SanDisk shares were down about 1.5% at $466.69 on Monday morning, after swinging between $454.79 and $478.69 earlier in the session.
The dip lands after a sharp run that has left the stock trading on expectations, not patience. With earnings due this week, even small shifts in outlook can move the price fast.
Two bullish calls hit the tape before the bell. Morgan Stanley raised its price target on SanDisk to $483 from $273 and kept an “Overweight” rating, while Cantor Fitzgerald lifted its target to $550 from $300 and also reiterated “Overweight,” MT Newswires reported. Asktraders said the Morgan Stanley note leaned on stronger assumptions for NAND pricing, the flash-memory component that sits at the core of SanDisk’s products. (MarketScreener)
SanDisk’s move ran against parts of its neighborhood. Western Digital rose about 5.3% and Seagate gained roughly 5.5%, while Micron slipped about 2.2%.
The company is slated to report fiscal second-quarter results on Thursday, Jan. 29, and will host an earnings conference call at 1:30 p.m. Pacific time, it said. (Sandisk)

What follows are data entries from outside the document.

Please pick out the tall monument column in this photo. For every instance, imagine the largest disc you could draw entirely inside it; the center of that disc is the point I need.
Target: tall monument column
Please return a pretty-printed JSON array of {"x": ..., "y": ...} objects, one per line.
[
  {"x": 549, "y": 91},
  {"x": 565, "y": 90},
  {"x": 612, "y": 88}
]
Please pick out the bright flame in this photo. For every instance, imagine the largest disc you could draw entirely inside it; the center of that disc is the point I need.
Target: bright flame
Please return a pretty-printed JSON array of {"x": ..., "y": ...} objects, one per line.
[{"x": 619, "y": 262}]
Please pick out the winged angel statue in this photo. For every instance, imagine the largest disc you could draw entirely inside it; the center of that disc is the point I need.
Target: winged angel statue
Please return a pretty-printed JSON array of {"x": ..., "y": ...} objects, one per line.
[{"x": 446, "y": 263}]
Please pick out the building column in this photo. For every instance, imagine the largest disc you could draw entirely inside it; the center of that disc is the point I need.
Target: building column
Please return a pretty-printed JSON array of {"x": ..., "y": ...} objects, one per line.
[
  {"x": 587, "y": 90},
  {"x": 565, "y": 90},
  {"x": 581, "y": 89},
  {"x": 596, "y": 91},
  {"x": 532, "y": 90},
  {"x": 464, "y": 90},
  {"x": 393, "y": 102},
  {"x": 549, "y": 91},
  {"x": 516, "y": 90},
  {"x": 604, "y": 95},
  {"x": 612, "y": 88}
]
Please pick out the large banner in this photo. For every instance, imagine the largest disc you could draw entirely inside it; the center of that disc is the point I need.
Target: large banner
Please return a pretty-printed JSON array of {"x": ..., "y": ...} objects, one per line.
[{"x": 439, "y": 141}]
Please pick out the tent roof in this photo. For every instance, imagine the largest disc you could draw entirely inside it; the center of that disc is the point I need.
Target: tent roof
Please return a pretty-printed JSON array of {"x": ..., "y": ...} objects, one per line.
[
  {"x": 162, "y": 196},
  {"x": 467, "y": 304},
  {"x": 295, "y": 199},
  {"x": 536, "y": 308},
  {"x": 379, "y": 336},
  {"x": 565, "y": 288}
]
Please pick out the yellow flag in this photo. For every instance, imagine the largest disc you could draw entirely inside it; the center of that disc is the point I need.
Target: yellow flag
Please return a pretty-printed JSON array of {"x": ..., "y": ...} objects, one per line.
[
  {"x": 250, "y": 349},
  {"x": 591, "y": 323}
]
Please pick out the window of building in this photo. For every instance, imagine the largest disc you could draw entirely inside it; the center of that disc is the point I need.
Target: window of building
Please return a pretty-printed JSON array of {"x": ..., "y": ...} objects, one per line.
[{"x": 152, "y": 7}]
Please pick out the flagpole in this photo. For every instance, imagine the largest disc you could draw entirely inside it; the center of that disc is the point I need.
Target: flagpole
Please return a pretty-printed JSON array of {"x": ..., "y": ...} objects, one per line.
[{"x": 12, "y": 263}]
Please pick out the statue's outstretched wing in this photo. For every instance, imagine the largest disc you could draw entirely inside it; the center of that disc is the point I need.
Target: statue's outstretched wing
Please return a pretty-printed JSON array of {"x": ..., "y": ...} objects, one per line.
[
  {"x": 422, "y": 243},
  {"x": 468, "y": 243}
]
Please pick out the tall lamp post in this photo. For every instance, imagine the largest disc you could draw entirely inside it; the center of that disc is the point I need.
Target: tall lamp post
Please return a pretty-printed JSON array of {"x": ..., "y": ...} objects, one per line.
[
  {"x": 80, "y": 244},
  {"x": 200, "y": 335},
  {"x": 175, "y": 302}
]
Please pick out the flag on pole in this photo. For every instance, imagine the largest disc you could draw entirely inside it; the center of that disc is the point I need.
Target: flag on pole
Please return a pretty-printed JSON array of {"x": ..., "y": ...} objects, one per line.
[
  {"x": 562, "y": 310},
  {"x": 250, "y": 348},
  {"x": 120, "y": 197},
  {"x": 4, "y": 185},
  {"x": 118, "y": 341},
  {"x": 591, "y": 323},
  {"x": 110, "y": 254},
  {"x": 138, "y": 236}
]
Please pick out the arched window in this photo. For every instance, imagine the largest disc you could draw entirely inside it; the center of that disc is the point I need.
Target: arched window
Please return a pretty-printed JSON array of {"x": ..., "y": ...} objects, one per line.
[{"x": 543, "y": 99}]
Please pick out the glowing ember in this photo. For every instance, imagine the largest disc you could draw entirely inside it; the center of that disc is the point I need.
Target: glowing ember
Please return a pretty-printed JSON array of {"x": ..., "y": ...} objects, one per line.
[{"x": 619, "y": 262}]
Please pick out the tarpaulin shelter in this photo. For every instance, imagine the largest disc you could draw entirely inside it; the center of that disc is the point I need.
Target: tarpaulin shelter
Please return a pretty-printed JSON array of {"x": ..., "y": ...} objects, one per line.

SanDisk began trading as a stand-alone company in February 2025 after completing its separation from Western Digital, the company said at the time. (Sandisk)
What matters now is the setup: investors want to hear whether pricing for NAND flash (a type of memory chip used in solid-state storage) is holding up, and whether demand tied to data centers and enterprise solid-state drives is still strong enough to justify the stock’s premium.
There is also a simpler force at work: crowding. A stock that has moved this much can fall on nothing more than traders taking money off the table.
But the risk runs both ways. If management’s forecast disappoints, or if comments hint at easing supply tightness and softer pricing, the stock could see another hard downdraft.
The next catalyst is Thursday’s results and the guidance that follows, with investors parsing every line on demand, pricing and the company’s view of the next quarter.